We followed an old mines track on the East side of Howden Burn, through an interesting but devastated area of mines and quarries. THis continues as an estate track up onto the moor at Pawlaw Pike – a heathery drumlin.
There was snow. Bruno likes snow. The first bit we met was but a small patch, which the dog stamped about in and ate. A bit higher, there was hard, thawing neve in big patches – ideal for running about on and digging up. I left this task entirely to the dog.
The met office’s forecast of a cloudy day, brightening up was witnessed by a cloudy day turning a bit dark with lowering clouds and a light drizzle. Close, but no gold star this time. At least it was mild….
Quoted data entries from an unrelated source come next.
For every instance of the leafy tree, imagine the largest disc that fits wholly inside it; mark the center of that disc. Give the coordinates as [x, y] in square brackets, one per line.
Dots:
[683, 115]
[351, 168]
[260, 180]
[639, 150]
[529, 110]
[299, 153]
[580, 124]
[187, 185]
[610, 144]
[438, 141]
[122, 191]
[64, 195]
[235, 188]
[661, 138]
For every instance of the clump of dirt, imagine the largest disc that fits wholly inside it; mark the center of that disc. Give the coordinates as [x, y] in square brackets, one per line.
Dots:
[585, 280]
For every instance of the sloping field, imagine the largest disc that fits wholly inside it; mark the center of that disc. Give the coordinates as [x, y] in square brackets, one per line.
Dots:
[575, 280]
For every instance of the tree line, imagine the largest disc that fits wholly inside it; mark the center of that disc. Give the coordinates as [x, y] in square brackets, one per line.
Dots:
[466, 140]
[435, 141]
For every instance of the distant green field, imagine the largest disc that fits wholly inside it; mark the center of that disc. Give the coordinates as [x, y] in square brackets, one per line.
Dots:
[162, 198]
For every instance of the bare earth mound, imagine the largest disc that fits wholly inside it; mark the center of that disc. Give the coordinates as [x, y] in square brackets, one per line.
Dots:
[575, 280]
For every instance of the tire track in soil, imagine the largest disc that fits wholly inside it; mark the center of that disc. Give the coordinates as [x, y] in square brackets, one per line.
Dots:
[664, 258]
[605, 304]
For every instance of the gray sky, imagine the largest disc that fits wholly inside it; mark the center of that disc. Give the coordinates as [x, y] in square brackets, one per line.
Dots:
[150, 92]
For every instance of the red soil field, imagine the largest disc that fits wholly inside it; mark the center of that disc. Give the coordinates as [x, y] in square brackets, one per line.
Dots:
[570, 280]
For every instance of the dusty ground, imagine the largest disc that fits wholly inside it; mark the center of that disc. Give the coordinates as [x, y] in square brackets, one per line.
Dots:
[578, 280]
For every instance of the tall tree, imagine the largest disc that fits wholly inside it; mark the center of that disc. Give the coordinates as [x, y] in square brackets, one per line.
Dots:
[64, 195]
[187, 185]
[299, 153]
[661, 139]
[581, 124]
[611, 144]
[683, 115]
We bashed the heather a bit and climbed to the summit of Five Pikes. Now Five Pikes, you might imagine, would be a more dramatic version of a lake District Pike – all rocky and pointed and covered in people. Not so. The Pikes on Five Pikes are old shepherd’s cairns, built by old shepherds who clearly had nothing better to do. Apparently there are five of them. Three are in view from the trig point.
We headed towards the Elephant trees – a copse which has appeared in this blog many times. many, many times…..
And then we went down to White Kirkley and followed Bollihope Burn back to the car which was still there and with it’s lights turned off and all it’s wheels still on. This was good. Not so good were the holes in the footbridge over the burn. these could scare a small dog of a nervous disposition and a phobia about falling through small holes into a raging beck of brown and peaty water and thus getting washed away and ending up in a canine rescue centre in Sunderland (which is where all that water goes eventually). So I’ve reported it to the County Council. Regular readers will appreciate that this is not a waste of time and that sometimes, often, something Gets Done – one way or another.
Anyway, the walk was seven and a half miles. Its a nice little walk.